Aunque en otra línea, una película norteamericana que también destacó fue Golden Exits (Alex Ross Perry, 2017). Con un estilo muy parecido al de Listen Up Phillip (2014) y lejos de su más rupturista Queen of Earth (2015), esta última película del chico prodigio del cine indie afincado en Nueva York tiene también mucho de literaria. Cruce entre el Woody Allen de los ochenta y con un punto a lo John Cassavetes, lo cierto es que ya deberíamos irnos apartando de estas etiquetas porque Ross Perry cuenta, tras cinco largometrajes, con un estilo muy definido, sin duda en esta tradición. Aquí se centra en un grupo de adultos de clase media que ven como la vida se les pone patas arriba por la irrupción de una mujer más joven y desenfadada en su ámbito laboral y familiar. Este meteorito hormonal, interpretado con gracilidad y mano firme por Emily Browning, actúa como catalizador de las aspiraciones perdidas de esos adultos grises e infelices. Para Greg (Craig Butta) supone una posible distracción de una experiencia marital anquilosada, mientras que para las mujeres alrededor de él se presenta como competencia o espejo de lo que un día fueron o les gustaría ser.

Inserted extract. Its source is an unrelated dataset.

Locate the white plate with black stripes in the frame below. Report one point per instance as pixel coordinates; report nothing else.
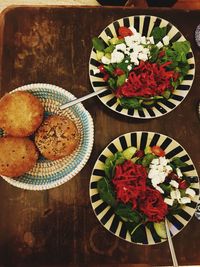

Con aparente ligereza y frescura, la película avanza paulatinamente hacia terrenos en el fondo delicados y desagradables, centrados en cómo solventar el engaño, a los otros a tu alrededor, pero también a uno mismo. El contexto es el de una clase acomodada, la que también sale en los filmes del propio Allen o más recientemente en los de Noah Baumbach. Con humor inteligente en esta línea, los diálogos son un caramelo para el espectador, hasta que el filme se hace demasiado autoconsciente en su último tramo, y tiene la necesidad de explicar sus conflictos mediante monólogos que bien podrían ser un aparte de una obra de William Shakespeare. Al querer volverse más compleja, Golden Exits solo consigue resultar pedante e irreal, anacrónica. Esta deriva frustra la experiencia de un filme con estilo propio y un embrujo particular. El día que Ross Perry logre rematar un filme sin sus habituales irregularidades de ritmo y tono, será una obra maestra.